È necessario, al contrario, divenire soggettivi, ovvero
    «che il conoscere si rapporti a colui che conosce,
    che è essenzialmente un esistente», poiché
    «l'unica realtà che un esistente non si limita
    solo a conoscere è la realtà della sua esistenza;
    e questa realtà costituisce il suo interesse
    assoluto».
Trovandosi, quindi, l'esistenza umana al centro dell'indagine filosofica, si pone l'interrogativo sull'essenza dell'uomo.
    «L'uomo è una sintesi di infinità e finitudine,
    di temporaneo ed eterno, di libertà e necessità;
    in breve, una sintesi. Una sintesi è un
    rapporto fra due.»
Ma con ciò egli non è ancora alcun sé, poiché l'essere se stesso non è semplicemente dato all'uomo ma è un compito, la cui realizzazione è il risultato della sua libertà.
Qui si cela la possibilità che l'uomo si trovi in contrasto rispetto alla sua sintesi e, consciamente o inconsciamente, perda il suo sé.
Kierkegaard definisce questa condizione disperazione e in La malattia mortale descrive le diverse forme del non volere essere se stesso.
Poiché, però, l'uomo è stato creato da Dio, il suo contrasto interiore lo pone davanti a Dio; da ciò deriva che il peccato è il non voler essere se stessi davanti a Dio.
Kierkegaard descrive la strada (gli "stadi esistenziali") che il singolo deve percorrere per giungere alla fede.

Nello stadio estetico l'uomo vive nell'immediatezza, ovvero non ha ancora scelto se stesso come sé; egli vive nella e della dimensione dell'apparenza e dei sensi, secondo il principio per il quale è preferibile vivere al presente.
Un esempio al riguardo è la figura di Don Giovanni.
Ma poiché egli, nel realizzare questa possibilità esistenziale, è subordinato all'apparenza, perciò a qualcosa che non dipende dalla sua volontà, lo stato d'animo fondamentale della vita estetica si rivela essere quello della disperazione conseguente al timore che queste condizioni possano essergli sottratte.

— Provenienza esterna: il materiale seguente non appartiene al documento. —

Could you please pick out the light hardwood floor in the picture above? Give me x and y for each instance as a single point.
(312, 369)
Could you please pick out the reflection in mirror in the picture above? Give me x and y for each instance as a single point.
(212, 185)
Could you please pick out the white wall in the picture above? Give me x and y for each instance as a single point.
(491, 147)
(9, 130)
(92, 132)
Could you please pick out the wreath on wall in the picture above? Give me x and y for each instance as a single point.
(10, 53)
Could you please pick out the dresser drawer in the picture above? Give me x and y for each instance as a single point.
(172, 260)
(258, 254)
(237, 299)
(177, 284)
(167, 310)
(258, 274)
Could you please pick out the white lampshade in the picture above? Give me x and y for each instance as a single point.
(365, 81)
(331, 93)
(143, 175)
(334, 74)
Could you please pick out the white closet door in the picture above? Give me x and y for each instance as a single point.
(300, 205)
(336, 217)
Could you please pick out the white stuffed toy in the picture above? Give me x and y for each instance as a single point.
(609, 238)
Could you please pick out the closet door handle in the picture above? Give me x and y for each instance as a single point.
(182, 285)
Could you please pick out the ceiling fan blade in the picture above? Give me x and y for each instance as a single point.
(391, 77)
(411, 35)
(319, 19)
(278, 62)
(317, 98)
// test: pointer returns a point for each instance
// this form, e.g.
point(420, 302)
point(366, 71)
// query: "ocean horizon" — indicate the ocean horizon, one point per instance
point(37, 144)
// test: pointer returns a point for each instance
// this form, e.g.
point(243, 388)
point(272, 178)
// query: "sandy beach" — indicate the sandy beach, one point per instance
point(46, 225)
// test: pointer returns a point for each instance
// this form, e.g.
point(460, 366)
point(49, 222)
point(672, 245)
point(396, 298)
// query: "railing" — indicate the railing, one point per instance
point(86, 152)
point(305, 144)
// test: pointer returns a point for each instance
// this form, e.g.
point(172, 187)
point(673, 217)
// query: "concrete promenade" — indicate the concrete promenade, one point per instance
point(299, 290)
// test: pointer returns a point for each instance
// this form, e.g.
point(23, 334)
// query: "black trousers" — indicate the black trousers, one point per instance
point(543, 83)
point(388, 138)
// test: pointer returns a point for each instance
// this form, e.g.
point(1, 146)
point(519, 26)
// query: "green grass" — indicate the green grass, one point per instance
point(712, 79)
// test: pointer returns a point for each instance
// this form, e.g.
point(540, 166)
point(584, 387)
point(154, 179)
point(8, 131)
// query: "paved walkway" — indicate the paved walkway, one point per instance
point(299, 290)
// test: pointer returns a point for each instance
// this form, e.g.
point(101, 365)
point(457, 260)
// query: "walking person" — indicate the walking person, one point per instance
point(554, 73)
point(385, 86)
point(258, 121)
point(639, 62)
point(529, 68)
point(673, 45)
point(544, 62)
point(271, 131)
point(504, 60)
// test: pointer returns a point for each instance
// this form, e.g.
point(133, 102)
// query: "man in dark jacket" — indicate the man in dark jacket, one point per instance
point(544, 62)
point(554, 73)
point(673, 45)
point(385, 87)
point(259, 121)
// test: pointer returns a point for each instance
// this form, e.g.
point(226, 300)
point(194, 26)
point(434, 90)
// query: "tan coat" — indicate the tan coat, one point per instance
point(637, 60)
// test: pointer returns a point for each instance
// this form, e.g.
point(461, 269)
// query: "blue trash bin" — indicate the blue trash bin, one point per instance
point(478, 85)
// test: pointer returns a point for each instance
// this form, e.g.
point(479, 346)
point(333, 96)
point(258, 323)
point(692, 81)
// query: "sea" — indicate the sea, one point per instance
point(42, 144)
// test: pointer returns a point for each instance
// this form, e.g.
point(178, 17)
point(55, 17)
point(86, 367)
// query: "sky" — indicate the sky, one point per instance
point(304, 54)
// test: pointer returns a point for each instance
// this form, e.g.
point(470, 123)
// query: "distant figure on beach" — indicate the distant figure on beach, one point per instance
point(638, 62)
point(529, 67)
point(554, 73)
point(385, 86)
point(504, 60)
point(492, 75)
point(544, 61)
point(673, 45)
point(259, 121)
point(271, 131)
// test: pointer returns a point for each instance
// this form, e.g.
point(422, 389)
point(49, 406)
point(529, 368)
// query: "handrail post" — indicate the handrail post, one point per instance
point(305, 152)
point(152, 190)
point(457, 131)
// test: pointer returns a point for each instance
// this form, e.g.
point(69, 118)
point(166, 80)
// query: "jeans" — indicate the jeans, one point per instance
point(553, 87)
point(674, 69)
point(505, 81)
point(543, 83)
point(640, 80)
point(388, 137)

Il salto allo stadio etico ha luogo quando il singolo, nella sua disperazione, sceglie se stesso:
    «... poiché posso scegliere totalmente solo me
    stesso, e questa scelta assoluta di me stesso è
    la mia libertà; solo scegliendo me stesso totalmente
    stabilisco una differenza assoluta:
    la differenza fra bene e male.»
La vita etica è la scelta del singolo di emanciparsi dall'esteriorità; in essa egli è il soggetto delle decisioni, perciò l'esistenza acquista serietà e continuità.
Tuttavia, anche questa fase non è in grado di giungere a compiutezza, poiché, nella possibilità della colpa, l' "uomo etico" riconosce di non essere in possesso delle condizioni per vivere in modo eticamente ideale, in quanto egli vive nel peccato.

Questa consapevolezza porta allo stadio religioso.
L'uomo che si riconosce in peccato comprende che egli non può liberarsi da solo dal peccato, perché solo Dio può porre la condizione della verità: contenuto della fede è il paradosso, in base al quale l'eterno è entrato nella dimensione del tempo, ovvero il Dio si è fatto uomo.
Ma poiché Dio venne fra gli uomini per portare loro la verità, l'uomo non è in grado di giungere da solo alla verità: nella fede l'uomo si affida incondizionatamente a Dio.